When the second Project Simplify hotspot was revealed to be paper clutter, my first thought was “Meh. Too easy.” After a quick look around the main floor, I was almost disappointed with our lack of paper clutter. How was this supposed to keep me busy all week? I figured I’d deal with the mail basket by the door, the short stack of papers on the dining room table, and the addresses and notes on the refrigerator and be done with it all before the kids finished breakfast.
But then I remembered that we sometimes put papers that need to be filed in a pile on Jason’s desk. And, oh good grief, suffice to say I was wrong: as it turns out, we have no shortage of paper clutter. Plus, Ian has been helping Jason with the filing, and while I’m thankful that he wants to help, I think the system needs a bit of tweaking.

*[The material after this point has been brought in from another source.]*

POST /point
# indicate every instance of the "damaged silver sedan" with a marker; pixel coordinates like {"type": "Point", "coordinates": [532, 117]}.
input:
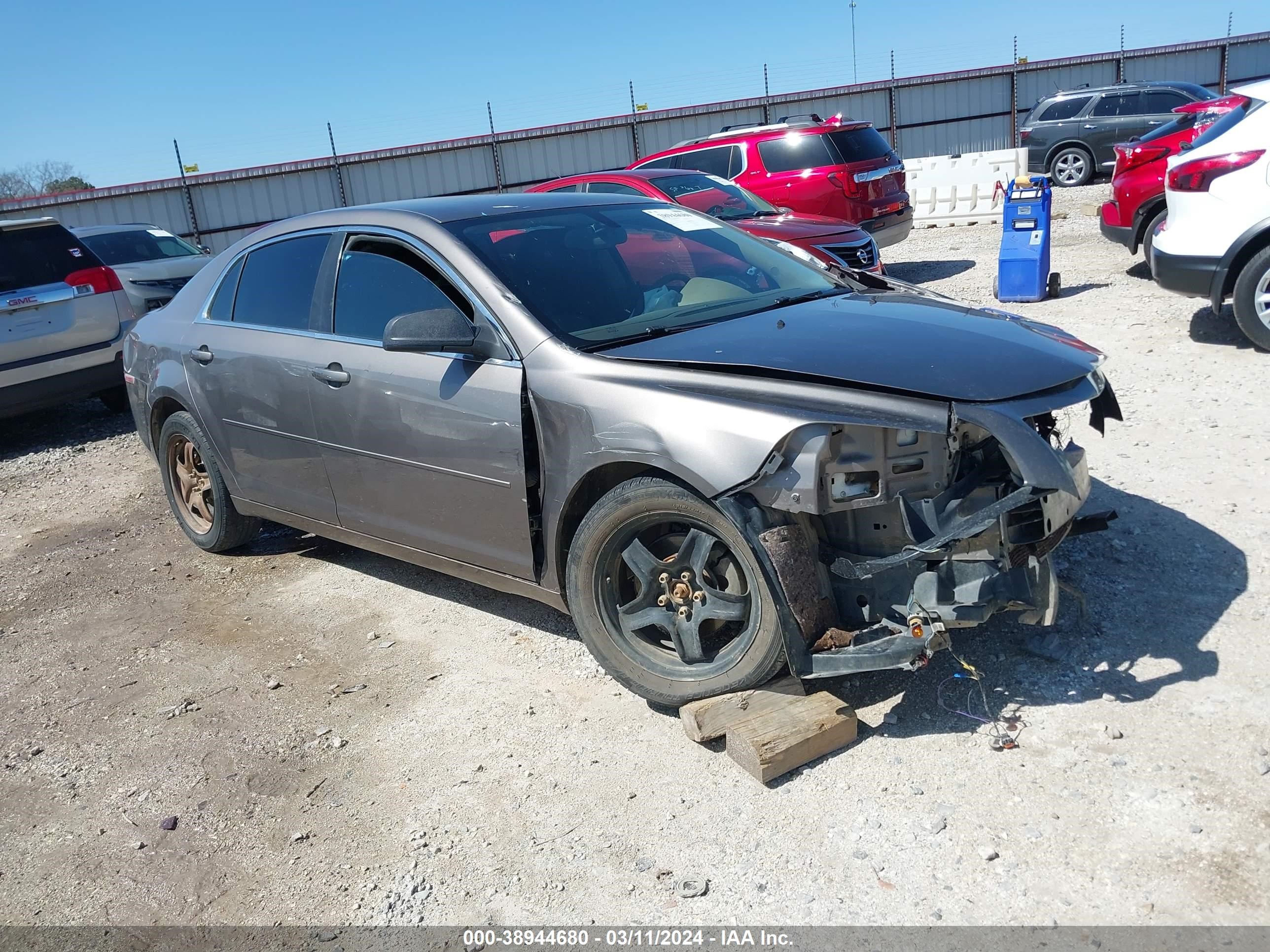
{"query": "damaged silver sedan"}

This project will be ongoing for a while: Jason had saved every bank statement, bill, pay stub, and insurance EOB since at least 2004. To his great credit, the first several years’ papers were neatly filed (the folder for the Sprint bills was three inches thick). For the last year or so, though, papers started getting stashed and stuffed, just to get them out of the way. We did a bit of research on what you actually do need to keep (relatively little) and then started shredding.
We filled up a huge box of papers to be shredded, and Simon was gleeful at getting to help. We turned out six garbage bags plus a giant tote all full of shredded paper before I busted the shredder. We’re probably about halfway through, so I will continue to sort and recycle until we can get a new shredder.
In the meantime, we have a new and improved system for dealing with incoming mail. I am ever so slightly disappointed that we didn’t get done with the paper clutter so that we could have a clean slate for next week’s project, but we have made so much progress, and I can see how good it will be when it’s all done. So that’s a big something (that doesn’t take up any space at all).
I do love a good plan for decluttering, so I’m very excited to follow along for the next few weeks with Project Simplify on Simple Mom. I came across this project by way of a blog entry titled “How De-Cluttering Helped Us Dream,” which sparked a whole lot of thoughts and ideas for conversations I want to have. If those thoughts start to come together in blogish form, I’ll write about them too. In the meantime, here’s how the cleaning is going:
The first hot spot was the master closet. I was really excited to tackle the closet because I have been putting off for a long time and I figured it would net a pretty satisfying result. I know I wear the same things all the time, and I pictured having about six things left on hangers when all was said and done. The before and after pictures really don’t look as dramatic as the change feels when you’re actually standing in the closet (and I didn’t get the angles right to show exactly the same views). I am very pleased with the amount of stuff we were able to get rid of. I cut at least half of my clothes in every category (except dresses). We still have the dressers to purge, but the closet was by far the bigger chunk of work.